Still, if the diabetes leads to the discovery of the cancer (and not the other way around), the cancer is more likely to be at a stage at which it can be successfully removed. Understanding this possibility is especially important because the overwhelming majority of patients have their pancreatic cancer diagnosed when the cancer has become incurable. Most patients die within six months of diagnosis. Usually the tumor has already spread to another organ, or the primary tumor has wrapped itself around one of the nearby major abdominal arteries, making surgical removal of the tumor too risky.
Later that day I got the results of the patient's CT scan. It showed fullness in her pancreas that could be a tumor. She was hospitalized for further testing.
The next morning, I performed an endoscopic ultrasound. After the patient was sedated, I inserted an endoscope with a tiny built-in ultrasound instrument through her mouth and into her stomach and intestines. The ultrasound let me look through the wall of her stomach and small intestine and see her pancreas in exquisite detail. What had appeared as fullness on the CT scan looked like a classic pancreatic cancer. To confirm the diagnosis, I inserted a needle through the endoscope to take a biopsy from the core of the mass. A pathologist standing by examined the tissue and verified that the cells from the mass were cancerous.
The tumor was surgically removed the following week.
My patient was lucky. If she had waited a few more months to get medical attention, she might have died from inoperable pancreatic cancer.
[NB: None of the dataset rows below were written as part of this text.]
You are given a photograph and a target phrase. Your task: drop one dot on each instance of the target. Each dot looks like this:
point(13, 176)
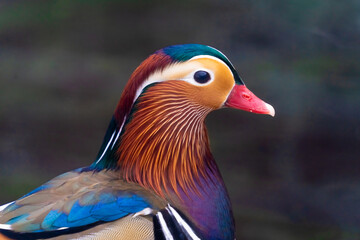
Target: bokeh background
point(63, 65)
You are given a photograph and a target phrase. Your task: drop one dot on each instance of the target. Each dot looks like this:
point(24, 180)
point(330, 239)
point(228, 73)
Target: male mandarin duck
point(154, 176)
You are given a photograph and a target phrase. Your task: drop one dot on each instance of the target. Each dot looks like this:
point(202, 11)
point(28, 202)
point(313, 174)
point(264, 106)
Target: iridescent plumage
point(154, 169)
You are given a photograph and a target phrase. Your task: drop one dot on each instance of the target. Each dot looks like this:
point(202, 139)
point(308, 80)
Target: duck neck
point(164, 145)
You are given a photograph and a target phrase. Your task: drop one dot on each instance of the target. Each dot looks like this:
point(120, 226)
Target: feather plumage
point(154, 176)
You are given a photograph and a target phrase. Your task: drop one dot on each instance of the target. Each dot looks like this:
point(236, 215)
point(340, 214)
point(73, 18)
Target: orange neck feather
point(164, 145)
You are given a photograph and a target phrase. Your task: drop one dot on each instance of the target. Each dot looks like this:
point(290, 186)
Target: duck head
point(157, 137)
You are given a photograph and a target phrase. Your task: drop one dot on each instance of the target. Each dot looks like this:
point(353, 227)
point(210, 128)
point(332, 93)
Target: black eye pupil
point(202, 76)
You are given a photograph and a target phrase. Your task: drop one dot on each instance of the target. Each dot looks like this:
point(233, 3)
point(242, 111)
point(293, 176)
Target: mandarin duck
point(154, 176)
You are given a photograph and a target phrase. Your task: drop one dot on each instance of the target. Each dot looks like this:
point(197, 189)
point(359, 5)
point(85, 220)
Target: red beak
point(242, 98)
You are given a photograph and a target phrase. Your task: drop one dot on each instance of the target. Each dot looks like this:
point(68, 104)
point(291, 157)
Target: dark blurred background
point(63, 65)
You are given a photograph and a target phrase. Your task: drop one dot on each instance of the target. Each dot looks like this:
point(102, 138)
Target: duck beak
point(242, 98)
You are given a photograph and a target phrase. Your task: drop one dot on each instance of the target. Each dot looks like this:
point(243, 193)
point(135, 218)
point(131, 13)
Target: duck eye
point(201, 76)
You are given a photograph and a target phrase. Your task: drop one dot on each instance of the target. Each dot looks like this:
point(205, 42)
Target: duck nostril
point(246, 96)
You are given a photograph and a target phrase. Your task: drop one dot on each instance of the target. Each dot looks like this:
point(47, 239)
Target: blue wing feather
point(93, 204)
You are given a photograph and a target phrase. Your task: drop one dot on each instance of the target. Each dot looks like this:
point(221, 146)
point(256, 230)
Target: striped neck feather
point(164, 145)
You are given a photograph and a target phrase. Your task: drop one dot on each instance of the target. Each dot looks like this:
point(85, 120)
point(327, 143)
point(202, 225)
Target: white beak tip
point(271, 109)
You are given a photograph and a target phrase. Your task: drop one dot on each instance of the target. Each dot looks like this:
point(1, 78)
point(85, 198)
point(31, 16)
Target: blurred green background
point(63, 65)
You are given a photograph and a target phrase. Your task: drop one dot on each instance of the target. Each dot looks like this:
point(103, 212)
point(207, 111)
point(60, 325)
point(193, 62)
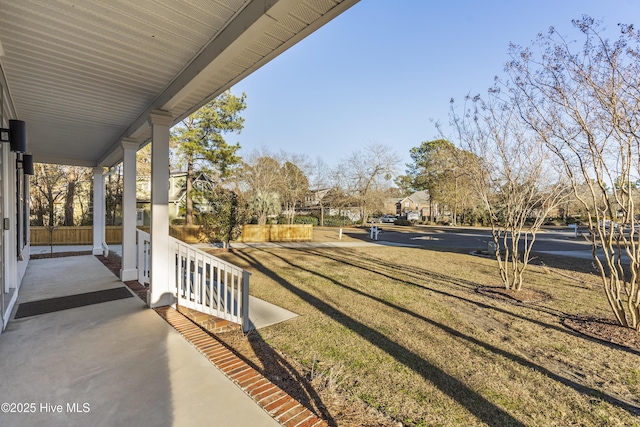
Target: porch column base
point(130, 274)
point(162, 300)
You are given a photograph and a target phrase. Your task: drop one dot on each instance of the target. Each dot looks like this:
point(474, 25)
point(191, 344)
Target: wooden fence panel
point(83, 235)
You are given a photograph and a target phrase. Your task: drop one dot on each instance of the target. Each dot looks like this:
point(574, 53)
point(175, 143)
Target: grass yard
point(406, 331)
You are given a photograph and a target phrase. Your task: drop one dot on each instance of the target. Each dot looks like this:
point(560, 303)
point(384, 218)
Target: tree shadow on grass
point(421, 274)
point(475, 403)
point(281, 373)
point(416, 363)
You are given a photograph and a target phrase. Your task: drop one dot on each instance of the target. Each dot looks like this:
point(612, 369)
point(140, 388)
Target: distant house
point(177, 195)
point(416, 202)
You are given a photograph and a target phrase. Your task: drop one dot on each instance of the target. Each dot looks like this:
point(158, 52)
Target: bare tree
point(48, 181)
point(513, 175)
point(365, 173)
point(294, 184)
point(585, 104)
point(319, 184)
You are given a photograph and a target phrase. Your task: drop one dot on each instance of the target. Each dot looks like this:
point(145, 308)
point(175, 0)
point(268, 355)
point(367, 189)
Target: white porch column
point(98, 210)
point(161, 288)
point(128, 269)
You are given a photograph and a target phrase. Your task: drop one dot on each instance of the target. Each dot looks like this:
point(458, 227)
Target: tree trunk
point(69, 201)
point(188, 199)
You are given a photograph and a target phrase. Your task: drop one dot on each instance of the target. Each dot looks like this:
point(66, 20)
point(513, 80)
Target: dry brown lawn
point(406, 331)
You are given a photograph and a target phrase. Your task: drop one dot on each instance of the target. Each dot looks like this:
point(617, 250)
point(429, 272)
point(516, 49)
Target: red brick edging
point(282, 407)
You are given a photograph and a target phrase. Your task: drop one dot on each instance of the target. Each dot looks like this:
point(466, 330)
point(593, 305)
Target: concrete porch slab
point(114, 363)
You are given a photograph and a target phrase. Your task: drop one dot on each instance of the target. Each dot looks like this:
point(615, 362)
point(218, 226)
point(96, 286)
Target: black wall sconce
point(27, 164)
point(16, 135)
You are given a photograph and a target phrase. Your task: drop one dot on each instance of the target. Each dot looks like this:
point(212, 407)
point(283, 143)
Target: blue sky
point(384, 69)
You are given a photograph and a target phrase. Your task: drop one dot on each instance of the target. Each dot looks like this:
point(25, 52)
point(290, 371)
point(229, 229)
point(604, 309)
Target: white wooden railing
point(203, 282)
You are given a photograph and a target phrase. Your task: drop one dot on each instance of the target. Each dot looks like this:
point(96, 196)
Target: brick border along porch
point(282, 407)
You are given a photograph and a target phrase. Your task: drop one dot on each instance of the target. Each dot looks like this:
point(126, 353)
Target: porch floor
point(112, 363)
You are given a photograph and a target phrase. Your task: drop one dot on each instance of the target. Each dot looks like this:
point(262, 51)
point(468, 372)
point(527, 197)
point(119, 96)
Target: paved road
point(552, 240)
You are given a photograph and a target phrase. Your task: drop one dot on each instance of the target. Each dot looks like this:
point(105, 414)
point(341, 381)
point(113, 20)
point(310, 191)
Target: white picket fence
point(203, 282)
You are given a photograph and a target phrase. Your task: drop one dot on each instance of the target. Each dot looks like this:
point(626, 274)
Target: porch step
point(213, 324)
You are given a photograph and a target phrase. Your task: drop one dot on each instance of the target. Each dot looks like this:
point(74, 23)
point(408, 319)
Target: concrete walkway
point(110, 364)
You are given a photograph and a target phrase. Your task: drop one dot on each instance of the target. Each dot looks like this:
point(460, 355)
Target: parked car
point(388, 219)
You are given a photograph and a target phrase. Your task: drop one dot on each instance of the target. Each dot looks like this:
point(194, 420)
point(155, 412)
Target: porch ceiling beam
point(239, 25)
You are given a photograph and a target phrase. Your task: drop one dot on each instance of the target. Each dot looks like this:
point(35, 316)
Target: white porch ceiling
point(85, 74)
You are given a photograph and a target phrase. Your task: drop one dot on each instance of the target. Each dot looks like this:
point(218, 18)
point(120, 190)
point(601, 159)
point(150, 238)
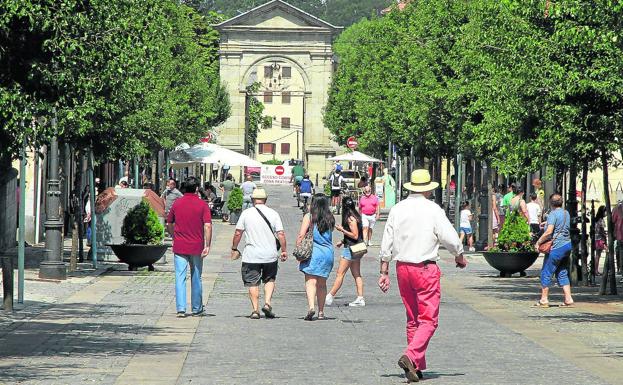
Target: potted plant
point(514, 252)
point(234, 204)
point(143, 235)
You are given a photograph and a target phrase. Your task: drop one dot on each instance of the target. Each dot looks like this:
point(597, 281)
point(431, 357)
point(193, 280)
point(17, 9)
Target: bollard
point(6, 264)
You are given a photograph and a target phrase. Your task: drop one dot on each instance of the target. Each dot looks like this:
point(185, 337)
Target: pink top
point(368, 204)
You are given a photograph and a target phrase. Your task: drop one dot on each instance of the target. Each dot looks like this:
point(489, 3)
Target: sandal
point(268, 311)
point(541, 304)
point(310, 315)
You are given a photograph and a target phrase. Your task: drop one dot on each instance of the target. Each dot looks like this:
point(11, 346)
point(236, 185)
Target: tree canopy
point(126, 77)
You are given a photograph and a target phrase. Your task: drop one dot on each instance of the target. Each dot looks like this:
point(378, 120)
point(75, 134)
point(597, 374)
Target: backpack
point(335, 182)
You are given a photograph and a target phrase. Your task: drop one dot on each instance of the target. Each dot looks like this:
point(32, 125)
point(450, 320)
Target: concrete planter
point(139, 255)
point(509, 263)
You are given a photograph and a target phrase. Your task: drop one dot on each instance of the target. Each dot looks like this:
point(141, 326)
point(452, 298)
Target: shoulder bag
point(277, 243)
point(304, 251)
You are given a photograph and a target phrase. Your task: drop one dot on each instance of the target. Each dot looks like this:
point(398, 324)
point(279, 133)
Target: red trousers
point(421, 293)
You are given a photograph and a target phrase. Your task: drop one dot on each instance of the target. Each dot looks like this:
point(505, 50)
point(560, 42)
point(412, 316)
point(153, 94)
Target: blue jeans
point(552, 265)
point(196, 289)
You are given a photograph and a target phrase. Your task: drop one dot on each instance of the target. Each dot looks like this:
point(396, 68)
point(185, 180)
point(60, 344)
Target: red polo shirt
point(189, 213)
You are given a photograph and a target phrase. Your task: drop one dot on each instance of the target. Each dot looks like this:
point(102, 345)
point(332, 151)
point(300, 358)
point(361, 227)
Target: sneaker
point(359, 302)
point(328, 300)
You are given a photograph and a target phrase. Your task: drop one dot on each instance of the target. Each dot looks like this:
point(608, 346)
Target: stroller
point(216, 207)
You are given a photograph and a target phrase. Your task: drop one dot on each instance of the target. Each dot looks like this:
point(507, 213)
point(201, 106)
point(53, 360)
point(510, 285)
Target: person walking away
point(352, 228)
point(247, 189)
point(617, 221)
point(336, 180)
point(190, 224)
point(558, 223)
point(534, 215)
point(466, 225)
point(320, 222)
point(517, 203)
point(306, 189)
point(170, 195)
point(414, 244)
point(226, 188)
point(298, 172)
point(261, 226)
point(601, 238)
point(370, 213)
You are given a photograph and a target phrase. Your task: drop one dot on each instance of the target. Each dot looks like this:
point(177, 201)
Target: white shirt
point(465, 222)
point(259, 240)
point(534, 212)
point(415, 228)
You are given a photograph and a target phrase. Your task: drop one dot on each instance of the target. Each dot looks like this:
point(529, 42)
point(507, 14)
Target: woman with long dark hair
point(320, 221)
point(352, 228)
point(600, 236)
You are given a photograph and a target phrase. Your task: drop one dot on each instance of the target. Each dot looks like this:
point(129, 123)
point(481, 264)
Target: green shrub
point(273, 162)
point(234, 203)
point(515, 234)
point(142, 226)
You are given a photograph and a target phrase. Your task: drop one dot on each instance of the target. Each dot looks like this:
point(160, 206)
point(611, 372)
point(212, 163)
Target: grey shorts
point(254, 273)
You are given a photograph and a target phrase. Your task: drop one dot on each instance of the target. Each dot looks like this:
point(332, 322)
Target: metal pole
point(21, 235)
point(458, 192)
point(92, 203)
point(53, 266)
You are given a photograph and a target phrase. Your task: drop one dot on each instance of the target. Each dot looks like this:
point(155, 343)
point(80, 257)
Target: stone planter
point(139, 255)
point(509, 263)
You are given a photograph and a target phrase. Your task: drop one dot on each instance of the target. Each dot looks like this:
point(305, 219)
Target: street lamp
point(53, 266)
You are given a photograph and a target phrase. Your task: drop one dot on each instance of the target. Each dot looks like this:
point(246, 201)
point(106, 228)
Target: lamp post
point(53, 266)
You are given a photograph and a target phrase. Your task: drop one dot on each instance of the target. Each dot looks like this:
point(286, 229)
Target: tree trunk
point(583, 237)
point(609, 273)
The relationship between diabetes and pancreatic cancer is still being explored, and doctors must rely on their clinical judgment and experience when deciding which patients with new-onset diabetes should be screened for pancreatic cancer. Yet, given how few tools exist for discovering patients with pancreatic cancer early in the course of the illness, any new way to identify potentially curable patients is a source of hope.
Douglas G. Adler is assistant professor of medicine at the University of Texas Medical School at Houston. The cases described in Vital Signs are true stories, but the authors have changed some details about the patients to protect their privacy.